Please log in to continue.
You should keep in mind that you may need to teach your translators a basic knowledge of (X)HTML if you go with this approach, so that they do not screw up your markup and so that they know what to expect from that text they write. Anyhow, this additional knowledge might lead to a better semantic markup, because, as mentioned above, texts could be translated and annotated with (X)HTML to reflect local writing style.
What ever you do keep the whole sentence as one string. You need to understand the whole sentece to translate it correctly.

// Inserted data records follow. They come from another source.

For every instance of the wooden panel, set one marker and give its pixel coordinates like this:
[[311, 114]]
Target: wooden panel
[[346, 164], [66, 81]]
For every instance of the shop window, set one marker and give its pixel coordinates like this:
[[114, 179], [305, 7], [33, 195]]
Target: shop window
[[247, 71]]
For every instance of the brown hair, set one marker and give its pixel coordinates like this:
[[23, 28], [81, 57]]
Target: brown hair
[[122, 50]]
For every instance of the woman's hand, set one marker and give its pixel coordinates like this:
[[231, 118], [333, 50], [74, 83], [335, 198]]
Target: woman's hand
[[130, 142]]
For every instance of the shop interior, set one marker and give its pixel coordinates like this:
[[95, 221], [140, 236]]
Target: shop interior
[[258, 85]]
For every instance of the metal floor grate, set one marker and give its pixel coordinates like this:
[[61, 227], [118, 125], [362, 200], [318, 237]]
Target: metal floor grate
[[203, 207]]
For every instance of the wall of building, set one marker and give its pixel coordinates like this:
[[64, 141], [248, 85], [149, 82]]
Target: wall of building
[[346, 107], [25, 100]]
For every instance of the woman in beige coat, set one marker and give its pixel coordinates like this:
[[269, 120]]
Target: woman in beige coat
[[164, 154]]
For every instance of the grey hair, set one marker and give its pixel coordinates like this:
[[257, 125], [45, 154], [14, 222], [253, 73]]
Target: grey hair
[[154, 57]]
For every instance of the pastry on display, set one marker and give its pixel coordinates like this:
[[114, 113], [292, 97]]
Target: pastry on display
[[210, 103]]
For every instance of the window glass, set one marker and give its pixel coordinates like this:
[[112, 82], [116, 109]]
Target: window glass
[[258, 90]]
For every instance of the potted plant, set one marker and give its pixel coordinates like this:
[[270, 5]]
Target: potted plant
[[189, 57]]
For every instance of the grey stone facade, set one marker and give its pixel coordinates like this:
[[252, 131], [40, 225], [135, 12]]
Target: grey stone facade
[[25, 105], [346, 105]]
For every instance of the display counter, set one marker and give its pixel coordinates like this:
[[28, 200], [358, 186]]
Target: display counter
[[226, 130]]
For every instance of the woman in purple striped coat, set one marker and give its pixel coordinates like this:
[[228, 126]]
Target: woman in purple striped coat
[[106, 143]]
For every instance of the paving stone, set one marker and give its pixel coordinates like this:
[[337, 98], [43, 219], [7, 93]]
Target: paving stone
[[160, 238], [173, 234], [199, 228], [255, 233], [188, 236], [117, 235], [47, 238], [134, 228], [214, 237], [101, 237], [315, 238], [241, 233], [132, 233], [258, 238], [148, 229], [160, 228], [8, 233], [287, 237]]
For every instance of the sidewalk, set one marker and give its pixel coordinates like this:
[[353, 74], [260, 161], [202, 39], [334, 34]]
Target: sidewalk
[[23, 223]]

Not all words should be translated in all languages: e.g. in Norwegian one doesn't use "please" (we can say "vær så snill" literally "be so kind" but when used as a command it sounds too forceful) so the correct norwegian vould be:
"Logg inn for å fortsette" lit.: "Log in to continue" or
"Fortsett ved å logge inn" lit.: "Continue by to log in" etc.
You must allow completely changing the order, e.g. in a fictional demo language:
"Für kontinuer Loggen bitte ins" (if it was real) lit.: "To continue log please in"

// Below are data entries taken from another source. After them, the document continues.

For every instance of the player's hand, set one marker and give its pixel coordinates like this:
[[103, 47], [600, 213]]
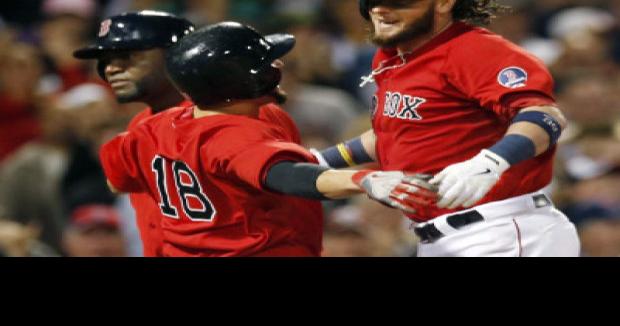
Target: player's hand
[[465, 183], [409, 193]]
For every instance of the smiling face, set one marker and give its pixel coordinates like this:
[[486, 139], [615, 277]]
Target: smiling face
[[134, 75], [399, 21]]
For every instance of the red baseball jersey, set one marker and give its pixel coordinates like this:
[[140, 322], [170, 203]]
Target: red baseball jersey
[[453, 97], [207, 176], [148, 213]]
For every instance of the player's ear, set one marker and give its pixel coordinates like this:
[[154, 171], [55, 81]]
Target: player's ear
[[444, 7]]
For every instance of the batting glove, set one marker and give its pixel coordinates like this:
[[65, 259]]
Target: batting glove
[[397, 190], [465, 183]]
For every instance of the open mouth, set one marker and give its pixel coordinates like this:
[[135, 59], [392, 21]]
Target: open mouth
[[387, 23]]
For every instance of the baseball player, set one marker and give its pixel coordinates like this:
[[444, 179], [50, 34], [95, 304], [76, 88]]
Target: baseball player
[[227, 182], [477, 113], [129, 50]]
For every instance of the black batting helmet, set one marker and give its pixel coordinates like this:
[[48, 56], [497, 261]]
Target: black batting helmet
[[226, 61], [142, 30]]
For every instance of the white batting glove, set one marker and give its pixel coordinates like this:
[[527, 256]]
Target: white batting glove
[[396, 190], [465, 183]]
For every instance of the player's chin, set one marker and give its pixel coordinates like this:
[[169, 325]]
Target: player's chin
[[384, 40], [127, 96]]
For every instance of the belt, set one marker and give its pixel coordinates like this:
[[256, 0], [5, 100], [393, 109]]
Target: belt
[[429, 232]]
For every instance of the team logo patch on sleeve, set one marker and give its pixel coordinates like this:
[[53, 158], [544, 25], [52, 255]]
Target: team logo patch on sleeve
[[512, 77]]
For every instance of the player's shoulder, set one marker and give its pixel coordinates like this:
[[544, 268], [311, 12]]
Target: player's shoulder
[[139, 118]]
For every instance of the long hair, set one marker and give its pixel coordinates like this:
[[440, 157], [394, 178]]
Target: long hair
[[478, 12]]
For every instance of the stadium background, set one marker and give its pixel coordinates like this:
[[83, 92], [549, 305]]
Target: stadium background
[[55, 113]]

Some language may even have one single word for (most of) this sentence too...
I'll recommend solution 1 or possibly "Please %{startlink}log in%{endlink} to continue" this way the translator can make the whole sentence a link if that's more natural, and it can be completely restructured.
Interesting question, I'll be having this problem very soon. I think I'll go for 2, without any kind of tricky stuff. HTML markup is simple, urls won't move anytime soon, and if anything is changed a new entry will be created in django.po, so we get a chance to review the translation ( ex: a script should check for empty translations after makemessages ).
So, in template :
{% load i18n %}
{% trans 'hello world' %}
... then, after python manage.py makemessages I get in my django.po
#: templates/out.html:3
msgid "hello world"
msgstr ""
I change it to my needs
#: templates/out.html:3
msgid "hello world"
msgstr "bonjour monde"
... and in the simple yet frequent cases I'll encounter, it won't be worth any further trouble. The other solutions here seems quite smart but I don't think the solution to markup problems is more markup. Plus, I want to avoid too much confusing stuff inside templates.
Your templates should be quite stable after a while, I guess, but I don't know what other trouble you expect. If the content changes over and over, perhaps that content's place is not inside the template but inside a model.
Edit: I just checked it out in the documentation, if you ever need variables inside a translation, there is blocktrans.
Makes no sense, how would you translate "log in"?
I don't think many translators have experience with HTML (the regular non-HTML-aware translators would be cheaper)
I would go with option 3, or use "Please %slog in%s to continue" and replace the %s with parts of the link.